Without these essentials, it is impossible to heal a disease with more specific supplementation because it is impossible to heal a disease when the underlying functions behind human life are not properly supported.
Next up on the nutrition pyramid we have supplements for the aged and supplements for energy and stress.
Supplements for the aged are any supplement that would be considered to counter the effects of aging, or, more appropriately, allow the body to age properly. Ginseng, gingko-biloba, tribulis terresetris, DHEA, and many other herbs and supplements fit easily into this category. These supplements are generally appropriate after the age of thirty-five, and are well worth the investment if you understand what the effects of each of these might be. Research information about these anti-aging supplements, and their known effects.
Energy and Stress
Supplements for energy and stress can be appropriate at any age, It is well known that the body consumes higher levels of the B vitamins, of calcium, magnesium and iron, and of vitamin C when it is under duress. These vitamins and mineral should be taken in higher levels when you are under more stress. They will counteract the immediate symptoms of stress, such as burn out, fatigue and irritability. They will also counteract the long term effects of stress. The long term effects of stress include chronic muscular cramping and aches, adrenal gland burn-out, other hormonal and glandular imbalances, hair loss, skin conditions, crohns, blood pressure, heart problems, and the list goes on. Many supplement manufacturers will offer a stress formula that contains exactly these vitamins and minerals, Others will provide the magnesium and calcium in a separate package. Either way, these are excellent supplements to have around the house to help you deal with your stress and increase your energy.

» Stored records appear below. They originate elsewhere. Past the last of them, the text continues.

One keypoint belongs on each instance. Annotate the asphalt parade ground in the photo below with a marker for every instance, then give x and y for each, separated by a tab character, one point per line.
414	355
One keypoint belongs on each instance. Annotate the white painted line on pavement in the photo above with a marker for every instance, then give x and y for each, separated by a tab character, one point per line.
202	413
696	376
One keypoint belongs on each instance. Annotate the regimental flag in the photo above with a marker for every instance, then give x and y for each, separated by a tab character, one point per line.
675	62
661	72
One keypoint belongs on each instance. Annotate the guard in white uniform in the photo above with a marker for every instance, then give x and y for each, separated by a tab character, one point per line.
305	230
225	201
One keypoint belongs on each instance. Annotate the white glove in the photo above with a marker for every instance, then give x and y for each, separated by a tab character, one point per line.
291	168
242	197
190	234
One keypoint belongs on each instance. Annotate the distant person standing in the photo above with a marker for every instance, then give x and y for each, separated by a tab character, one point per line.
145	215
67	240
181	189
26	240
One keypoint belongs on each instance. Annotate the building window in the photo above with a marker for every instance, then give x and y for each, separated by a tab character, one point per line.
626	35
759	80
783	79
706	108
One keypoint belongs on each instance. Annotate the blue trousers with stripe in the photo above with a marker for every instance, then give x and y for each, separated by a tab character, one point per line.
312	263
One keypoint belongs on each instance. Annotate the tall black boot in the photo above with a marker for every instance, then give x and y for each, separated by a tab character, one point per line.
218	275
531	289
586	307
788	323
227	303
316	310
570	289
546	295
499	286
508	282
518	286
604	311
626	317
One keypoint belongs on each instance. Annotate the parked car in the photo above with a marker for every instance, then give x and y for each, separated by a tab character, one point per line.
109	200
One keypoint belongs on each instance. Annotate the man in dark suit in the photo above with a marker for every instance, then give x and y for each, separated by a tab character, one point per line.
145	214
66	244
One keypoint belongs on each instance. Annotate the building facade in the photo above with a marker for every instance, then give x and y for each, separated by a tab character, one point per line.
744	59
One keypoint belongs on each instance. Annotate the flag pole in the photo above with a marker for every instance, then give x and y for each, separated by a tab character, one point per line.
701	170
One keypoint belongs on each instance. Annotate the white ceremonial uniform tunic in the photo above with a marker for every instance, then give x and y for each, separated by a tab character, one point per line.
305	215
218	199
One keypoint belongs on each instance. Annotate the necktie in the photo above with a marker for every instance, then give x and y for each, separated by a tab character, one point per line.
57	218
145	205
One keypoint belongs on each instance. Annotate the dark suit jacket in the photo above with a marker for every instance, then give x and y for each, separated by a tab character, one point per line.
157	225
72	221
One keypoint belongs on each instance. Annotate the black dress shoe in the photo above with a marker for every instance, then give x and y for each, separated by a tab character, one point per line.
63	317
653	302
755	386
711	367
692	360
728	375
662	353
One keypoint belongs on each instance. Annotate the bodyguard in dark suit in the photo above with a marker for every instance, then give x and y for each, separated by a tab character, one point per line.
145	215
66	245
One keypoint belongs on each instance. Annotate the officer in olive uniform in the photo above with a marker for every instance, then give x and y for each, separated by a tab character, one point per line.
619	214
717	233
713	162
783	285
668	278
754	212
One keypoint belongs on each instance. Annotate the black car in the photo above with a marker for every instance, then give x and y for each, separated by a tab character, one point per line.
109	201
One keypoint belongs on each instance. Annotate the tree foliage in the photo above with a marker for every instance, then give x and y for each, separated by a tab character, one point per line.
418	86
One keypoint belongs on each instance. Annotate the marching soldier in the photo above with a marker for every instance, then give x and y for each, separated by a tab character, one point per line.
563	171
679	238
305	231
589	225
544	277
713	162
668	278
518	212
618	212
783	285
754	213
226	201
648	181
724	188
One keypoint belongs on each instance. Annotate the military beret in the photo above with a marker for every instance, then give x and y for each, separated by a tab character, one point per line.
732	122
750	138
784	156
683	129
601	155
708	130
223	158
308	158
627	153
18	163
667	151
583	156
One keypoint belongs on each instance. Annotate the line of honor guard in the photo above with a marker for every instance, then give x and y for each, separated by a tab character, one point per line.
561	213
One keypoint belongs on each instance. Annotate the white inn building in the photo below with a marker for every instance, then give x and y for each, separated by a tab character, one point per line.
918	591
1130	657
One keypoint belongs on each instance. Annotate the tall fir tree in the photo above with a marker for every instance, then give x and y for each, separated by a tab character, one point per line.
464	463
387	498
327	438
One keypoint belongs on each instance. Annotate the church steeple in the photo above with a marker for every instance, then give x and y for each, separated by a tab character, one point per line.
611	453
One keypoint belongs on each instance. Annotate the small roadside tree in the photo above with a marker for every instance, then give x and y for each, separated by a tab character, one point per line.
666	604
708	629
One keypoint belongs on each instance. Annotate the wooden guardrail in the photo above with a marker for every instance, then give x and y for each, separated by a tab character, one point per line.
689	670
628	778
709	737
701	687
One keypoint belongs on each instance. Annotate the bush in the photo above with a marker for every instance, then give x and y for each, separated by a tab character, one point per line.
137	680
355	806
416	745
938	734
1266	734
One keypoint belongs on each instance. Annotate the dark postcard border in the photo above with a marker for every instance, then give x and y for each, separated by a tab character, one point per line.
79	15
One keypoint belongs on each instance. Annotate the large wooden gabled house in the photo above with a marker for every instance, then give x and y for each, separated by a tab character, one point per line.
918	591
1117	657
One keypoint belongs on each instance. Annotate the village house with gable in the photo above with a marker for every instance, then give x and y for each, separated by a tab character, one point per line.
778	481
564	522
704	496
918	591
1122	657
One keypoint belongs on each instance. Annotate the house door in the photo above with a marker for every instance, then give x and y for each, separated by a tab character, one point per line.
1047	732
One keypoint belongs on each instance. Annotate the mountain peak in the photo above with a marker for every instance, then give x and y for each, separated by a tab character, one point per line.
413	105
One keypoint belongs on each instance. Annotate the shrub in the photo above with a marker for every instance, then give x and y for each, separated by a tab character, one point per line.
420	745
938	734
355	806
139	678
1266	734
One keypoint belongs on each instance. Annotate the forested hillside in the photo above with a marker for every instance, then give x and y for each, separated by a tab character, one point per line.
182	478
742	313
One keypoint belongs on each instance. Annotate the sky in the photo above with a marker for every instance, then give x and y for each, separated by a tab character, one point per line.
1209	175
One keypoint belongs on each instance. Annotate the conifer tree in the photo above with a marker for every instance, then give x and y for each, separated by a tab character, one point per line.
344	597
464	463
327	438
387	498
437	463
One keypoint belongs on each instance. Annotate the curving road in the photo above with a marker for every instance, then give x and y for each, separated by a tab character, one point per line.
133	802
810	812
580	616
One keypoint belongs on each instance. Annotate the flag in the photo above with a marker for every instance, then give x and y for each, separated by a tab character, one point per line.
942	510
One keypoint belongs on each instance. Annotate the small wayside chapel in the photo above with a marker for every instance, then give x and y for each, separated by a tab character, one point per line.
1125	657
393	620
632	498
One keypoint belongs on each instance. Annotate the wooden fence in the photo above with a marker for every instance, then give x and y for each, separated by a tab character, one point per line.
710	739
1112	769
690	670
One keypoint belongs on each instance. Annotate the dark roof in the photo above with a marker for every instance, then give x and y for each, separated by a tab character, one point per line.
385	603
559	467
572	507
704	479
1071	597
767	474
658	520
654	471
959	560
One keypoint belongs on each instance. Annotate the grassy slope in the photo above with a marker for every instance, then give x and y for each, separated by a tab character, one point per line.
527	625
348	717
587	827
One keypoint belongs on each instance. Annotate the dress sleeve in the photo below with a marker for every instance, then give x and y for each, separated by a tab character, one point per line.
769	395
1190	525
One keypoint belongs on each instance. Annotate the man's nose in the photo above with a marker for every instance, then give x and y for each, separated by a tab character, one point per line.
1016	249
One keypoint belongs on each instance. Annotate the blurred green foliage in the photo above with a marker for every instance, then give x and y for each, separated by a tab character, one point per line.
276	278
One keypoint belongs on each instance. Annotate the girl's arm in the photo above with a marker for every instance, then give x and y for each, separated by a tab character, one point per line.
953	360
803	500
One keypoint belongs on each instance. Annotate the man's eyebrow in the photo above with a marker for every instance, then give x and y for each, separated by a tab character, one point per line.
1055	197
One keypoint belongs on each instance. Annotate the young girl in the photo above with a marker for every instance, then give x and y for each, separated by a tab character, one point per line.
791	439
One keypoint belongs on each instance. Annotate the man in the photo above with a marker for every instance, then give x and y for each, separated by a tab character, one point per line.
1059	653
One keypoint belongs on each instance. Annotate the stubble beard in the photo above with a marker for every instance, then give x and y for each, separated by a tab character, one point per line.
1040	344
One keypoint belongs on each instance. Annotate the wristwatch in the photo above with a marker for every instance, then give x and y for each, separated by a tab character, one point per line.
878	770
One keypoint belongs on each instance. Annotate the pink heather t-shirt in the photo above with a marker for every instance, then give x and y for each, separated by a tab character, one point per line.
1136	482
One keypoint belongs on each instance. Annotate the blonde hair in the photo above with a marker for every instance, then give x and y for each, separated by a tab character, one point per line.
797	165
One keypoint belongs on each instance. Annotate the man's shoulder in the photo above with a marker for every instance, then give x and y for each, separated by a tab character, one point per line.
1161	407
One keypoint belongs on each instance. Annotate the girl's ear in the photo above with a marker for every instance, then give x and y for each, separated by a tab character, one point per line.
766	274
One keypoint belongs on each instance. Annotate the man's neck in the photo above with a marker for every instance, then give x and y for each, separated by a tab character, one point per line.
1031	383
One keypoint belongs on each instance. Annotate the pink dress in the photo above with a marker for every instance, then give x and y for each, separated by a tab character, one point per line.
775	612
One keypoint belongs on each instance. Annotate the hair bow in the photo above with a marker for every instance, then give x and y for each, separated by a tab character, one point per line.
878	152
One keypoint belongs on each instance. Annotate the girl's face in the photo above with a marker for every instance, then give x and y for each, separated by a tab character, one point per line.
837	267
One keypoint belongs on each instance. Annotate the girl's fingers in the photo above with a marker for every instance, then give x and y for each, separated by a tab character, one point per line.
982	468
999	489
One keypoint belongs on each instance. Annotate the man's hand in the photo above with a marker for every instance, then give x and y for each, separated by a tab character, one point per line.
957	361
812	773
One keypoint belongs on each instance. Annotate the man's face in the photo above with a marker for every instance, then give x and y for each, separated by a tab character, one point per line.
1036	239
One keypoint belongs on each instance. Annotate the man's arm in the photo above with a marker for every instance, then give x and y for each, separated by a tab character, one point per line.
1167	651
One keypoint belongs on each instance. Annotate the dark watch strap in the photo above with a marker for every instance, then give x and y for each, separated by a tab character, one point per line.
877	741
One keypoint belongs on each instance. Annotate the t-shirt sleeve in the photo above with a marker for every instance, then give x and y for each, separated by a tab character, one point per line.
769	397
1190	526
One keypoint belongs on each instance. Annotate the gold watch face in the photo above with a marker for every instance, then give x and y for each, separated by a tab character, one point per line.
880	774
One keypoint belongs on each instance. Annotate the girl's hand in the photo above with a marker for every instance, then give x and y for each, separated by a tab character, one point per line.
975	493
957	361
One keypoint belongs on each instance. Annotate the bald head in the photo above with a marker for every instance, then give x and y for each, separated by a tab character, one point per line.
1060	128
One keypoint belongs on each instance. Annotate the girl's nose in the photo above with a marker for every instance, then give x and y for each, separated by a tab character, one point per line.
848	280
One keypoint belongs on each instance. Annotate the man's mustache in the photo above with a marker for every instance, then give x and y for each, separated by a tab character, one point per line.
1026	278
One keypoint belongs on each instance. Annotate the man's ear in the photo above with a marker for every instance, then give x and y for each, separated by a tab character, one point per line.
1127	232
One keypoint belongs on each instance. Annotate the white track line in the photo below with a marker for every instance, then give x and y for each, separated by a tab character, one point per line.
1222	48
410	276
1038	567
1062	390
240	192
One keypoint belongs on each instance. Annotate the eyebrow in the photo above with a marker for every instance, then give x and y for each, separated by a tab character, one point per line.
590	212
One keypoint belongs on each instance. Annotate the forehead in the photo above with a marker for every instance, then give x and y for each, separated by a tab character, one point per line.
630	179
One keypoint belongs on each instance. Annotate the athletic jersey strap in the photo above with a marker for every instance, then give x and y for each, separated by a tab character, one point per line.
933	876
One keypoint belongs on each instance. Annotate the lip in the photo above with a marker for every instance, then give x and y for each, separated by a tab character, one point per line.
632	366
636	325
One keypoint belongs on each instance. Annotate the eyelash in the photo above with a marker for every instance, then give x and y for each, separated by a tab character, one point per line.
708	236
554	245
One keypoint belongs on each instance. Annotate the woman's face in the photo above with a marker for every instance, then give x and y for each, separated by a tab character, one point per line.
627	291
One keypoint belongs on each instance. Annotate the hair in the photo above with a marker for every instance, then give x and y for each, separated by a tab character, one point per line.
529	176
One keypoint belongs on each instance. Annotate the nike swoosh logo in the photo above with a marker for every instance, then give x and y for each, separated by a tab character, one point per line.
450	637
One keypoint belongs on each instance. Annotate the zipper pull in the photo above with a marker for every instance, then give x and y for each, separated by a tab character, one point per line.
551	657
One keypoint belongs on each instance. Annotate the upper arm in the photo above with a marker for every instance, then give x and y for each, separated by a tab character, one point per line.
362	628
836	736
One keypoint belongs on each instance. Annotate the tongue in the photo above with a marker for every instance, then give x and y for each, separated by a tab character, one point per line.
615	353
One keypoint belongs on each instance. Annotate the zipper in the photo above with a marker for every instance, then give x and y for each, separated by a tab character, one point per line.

Next on the nutrition pyramid, symptom specific supplements are a very tricky field to discuss. Often, these supplements will help some users and not others. Often, they will help for a while and become ineffective. The trick to these supplements is to follow the rules of the pyramid. You must first ensure that you have had at least a month of excellent multi-vitamin and mineral supplementation. You must also ensure that you first rule out and stress, or age combating supplements as being a superior supplementation process to the ‘symptom-specific’ supplement. Finally, you must rule out any physical source to your pain. It is helpful to take glucosamine or chondroitin sulphate, for example, for knee pain or arthritis. But if the musculature surrounding the knee is stiff and tight, unbeknownst to you, this is likely the cause of the degeneration of cartilage in your joints.